Telugu cinema continued to produce mythological and devotional films based mostly on
Hindu myths and legends many decades after they ceased to be major genres in Hindi and
many other Indian languages. This was initially seen simply as an example of the
insufficiently modernized and secularized nature of the South Indian public, and of the
enduring nature of Indian religiosity. However, these films acquired an even greater
notoriety later. In 1982, N.T. Rama Rao, a film star who starred in the roles of Hindu
gods like Rama and Krishna in many mythologicals set up a political party, contested and
won elections, and became the Chief Minister of the state, all in the space of a year. For
many political and social commentators this whirlwind success could only be explained
by the power of his cinematic image as god and hero! The films thus came to be seen as
major contributing factors in the unusual and undesirable alliance between cinema,
religion and politics. This dissertation does not seek to refute the links between these
different fields; on the contrary it argues that the cinema is a highly influential and
popular cultural institution in India and as such plays a very significant role in mediating
both popular religion and politics. Hence, we need a fuller critical exploration of the
intersections and overlaps between these realms that we normally think ought to exist in
independent spheres. This dissertation contributes to such an exploration.
A central argument it makes is about the production of the figure of the citizen-devotee
through cinema and other media discourses. Through the use of this hyphenated word,
citizen-devotee, this study points to the mutual and fundamental imbrication of the two
ideas and concepts. In our times, the citizen and devotee do not and cannot exist as
independent figures but necessarily contaminate each other. On the one hand, the citizendevotee formulation indicates that the citizen ideal is always traversed by, and shot
through with other formations of subjectivity that inflect it in significant ways. On the
other hand, it points to the incontrovertible fact that in modern liberal democracies, it is
impossible to simply be a devotee (bhakta) where one‘s allegiance is only to a particular
faith or mode of being. On the contrary, willingly or unwillingly one is enmeshed in the
discourse of rights and duties, subjected to the governance of the state, the politics of
identity and the logics of majority and minority and so on. Religion as we know it today
is itself the product of an encounter with modern rationalities of power and the modern
media. Hence, the modern hybrid formation—the citizen-devotee.

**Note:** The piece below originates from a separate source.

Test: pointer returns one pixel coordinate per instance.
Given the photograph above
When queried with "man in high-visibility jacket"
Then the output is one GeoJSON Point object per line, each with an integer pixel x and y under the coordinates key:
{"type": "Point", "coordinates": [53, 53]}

The first full length study of the Telugu mythological and devotional films, this
dissertation combines a historical account of Telugu cinema with an anthropology of film
making and viewership practices. It draws on film and media theory to foreground the
specificity of these technologies and the new kind of publics they create. Anthropological
theories of religion, secularism and the formation of embodied and affective subjects are
combined with political theories of citizenship and governmentality to complicate our
understanding of the overlapping formations of film spectators, citizens and devotees.